You caught a crane with your bare hands. ”
“It wasn’t my bare hands,” I correct him. “I was wearing gloves.”
Danny barks out a laugh. “Oh, well, excuse me. Gloves. That changes everything.”
The car banks gently, angling toward the Upper West Side.
My building rises ahead of us—sixty stories of glass and steel, one of those new ultra-luxury towers that went up after the reconstruction.
I own the whole building but reside in the penthouse.
At first, it all belonged to Global, but I bought them out as soon as I hit billionaire status (the fourth billionaire since the economy’s collapse and rebuild).
Didn’t want them to own everything in my life.
“I’m just saying,” Danny continues, “you could stand to give yourself some credit once in a while. When I was in Kandahar, I would’ve killed for a win like that. Three lives saved, zero casualties, minimal property damage. That’s a good day, man. That’s a great day.”
“Yeah, but you’re not bulletproof.”
“No, I’m sure not.” Danny grins. “I’m also ugly as sin and can’t fly. You’ve got me beat on all counts.”
I finally let out a laugh, shaking my head. Danny knows how to take self-deprecation to another level.
The car softly settles onto the landing pad on the building’s roof right above my penthouse.
The city glitters below us, all those lights, all those people living their small, ordinary lives.
I wonder sometimes what that’s like. I never got that chance, not even when I was young.
At least I hope my childhood wouldn’t be considered ordinary.
Danny kills the engine—or whatever passes for an engine in a vehicle that runs on magnetic propulsion and costs more than a fighter jet—and turns to face me.
“Alright, here’s the part where I walk you to your door like you’re my prom date and make sure no one’s hiding in your bushes.”
“I don’t have bushes. I’m on the sixtieth floor.”
“Stop being so literal, smartass.” He pops his door and steps out onto the landing pad, and I follow. The wind is sharp up here, cutting through the October night. Danny hunches into his jacket while I don’t bother; the cold doesn’t touch me the way it once did.
We cross the rooftop to the private elevator that will take me down a couple floors to my penthouse, Danny’s footsteps echoing against the concrete while mine make no sound at all.
I learned to move quietly a long time ago—back when being heard meant being found, and being found meant pain.
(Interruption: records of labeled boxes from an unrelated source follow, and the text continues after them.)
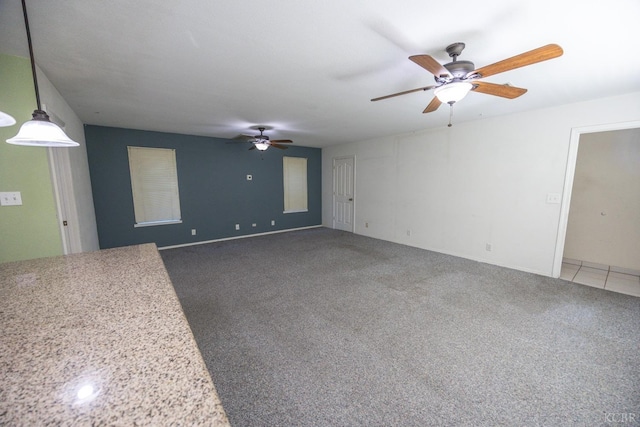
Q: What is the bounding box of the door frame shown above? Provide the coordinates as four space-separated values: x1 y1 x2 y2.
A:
551 120 640 278
331 154 356 233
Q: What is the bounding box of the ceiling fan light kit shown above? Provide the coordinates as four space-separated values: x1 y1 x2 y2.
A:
371 43 564 127
242 126 293 151
7 0 80 147
433 82 473 104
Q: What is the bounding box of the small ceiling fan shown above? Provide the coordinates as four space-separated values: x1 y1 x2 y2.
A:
371 43 563 126
242 127 293 151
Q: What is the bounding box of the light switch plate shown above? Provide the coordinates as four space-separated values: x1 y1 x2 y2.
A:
547 193 562 205
0 191 22 206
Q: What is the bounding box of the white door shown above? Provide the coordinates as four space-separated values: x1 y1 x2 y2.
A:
333 156 355 232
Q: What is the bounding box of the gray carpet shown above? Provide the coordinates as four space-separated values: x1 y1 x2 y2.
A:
161 228 640 427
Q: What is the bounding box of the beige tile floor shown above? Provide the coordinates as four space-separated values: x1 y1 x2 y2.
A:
560 258 640 297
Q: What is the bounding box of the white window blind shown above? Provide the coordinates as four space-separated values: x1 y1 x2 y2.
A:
282 156 308 213
127 147 182 227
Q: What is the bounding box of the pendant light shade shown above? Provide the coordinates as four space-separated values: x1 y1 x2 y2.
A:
7 0 80 147
7 110 80 147
0 111 16 127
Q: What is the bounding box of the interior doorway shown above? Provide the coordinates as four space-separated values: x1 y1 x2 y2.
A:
553 121 640 286
333 156 356 233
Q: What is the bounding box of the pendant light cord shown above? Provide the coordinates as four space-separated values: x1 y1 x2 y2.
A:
22 0 42 111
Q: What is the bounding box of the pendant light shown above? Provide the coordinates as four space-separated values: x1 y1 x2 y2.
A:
0 111 16 128
7 0 80 147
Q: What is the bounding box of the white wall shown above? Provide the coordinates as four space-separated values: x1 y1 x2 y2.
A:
564 129 640 270
34 69 99 253
322 92 640 276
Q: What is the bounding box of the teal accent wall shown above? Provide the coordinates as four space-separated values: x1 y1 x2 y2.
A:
0 54 63 263
85 125 322 249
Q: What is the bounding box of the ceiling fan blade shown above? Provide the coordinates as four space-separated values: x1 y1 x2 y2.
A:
469 44 563 78
409 55 453 77
472 81 527 99
423 96 442 113
372 86 435 101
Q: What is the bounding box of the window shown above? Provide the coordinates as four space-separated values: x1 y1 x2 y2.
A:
282 157 308 213
127 147 182 227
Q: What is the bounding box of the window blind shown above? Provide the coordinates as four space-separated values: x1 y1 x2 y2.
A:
282 156 308 213
127 147 181 227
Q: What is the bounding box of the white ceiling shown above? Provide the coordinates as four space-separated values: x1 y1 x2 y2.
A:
0 0 640 147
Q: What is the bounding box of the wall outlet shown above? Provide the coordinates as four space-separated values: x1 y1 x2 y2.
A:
0 191 22 206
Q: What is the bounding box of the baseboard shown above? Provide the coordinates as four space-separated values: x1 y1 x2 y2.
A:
158 224 324 251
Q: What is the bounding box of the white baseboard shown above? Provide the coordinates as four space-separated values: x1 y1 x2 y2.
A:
158 224 324 251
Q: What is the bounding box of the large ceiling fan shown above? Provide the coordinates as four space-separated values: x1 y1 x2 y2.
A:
242 127 293 151
371 43 563 126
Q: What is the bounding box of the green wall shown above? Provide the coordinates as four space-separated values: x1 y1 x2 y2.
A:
0 54 62 262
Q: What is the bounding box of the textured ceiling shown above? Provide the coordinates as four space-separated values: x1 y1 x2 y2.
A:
0 0 640 147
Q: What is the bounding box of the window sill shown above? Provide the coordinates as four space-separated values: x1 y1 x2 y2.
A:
133 219 182 228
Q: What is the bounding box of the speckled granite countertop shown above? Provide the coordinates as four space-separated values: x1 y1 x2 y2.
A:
0 244 228 426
The skills you learn when you’re young have a way of sticking around, even when you don’t need them anymore.
“You know,” Danny says as we reach the elevator, “the irony of me being your security detail is not lost on me.”
“What irony?”
“You’re practically indestructible. I’ve seen you shrug off half a falling building. What exactly am I supposed to protect you from?”
“Inconvenient conversations.”
“Ah. Small talk.” He nods sagely. “The real enemy.”
“You have no idea.”
The elevator opens, and I step inside. Danny doesn’t follow—this is where his job ends and my solitude begins. The line between friend and handler.
“Get some sleep,” Danny says, holding the door open with one hand. “And eat something. You look like shit.”
I snort. “Thanks, Danny.”
“That’s what I’m here for. Comfort and accountability and keeping that monstrous ego in check.” He steps back and lets the door slide closed between us. “Same time tomorrow?”
“Same time tomorrow.”
The elevator drops for a moment before the doors open to my apartment—my penthouse, my gilded cage—and I step inside.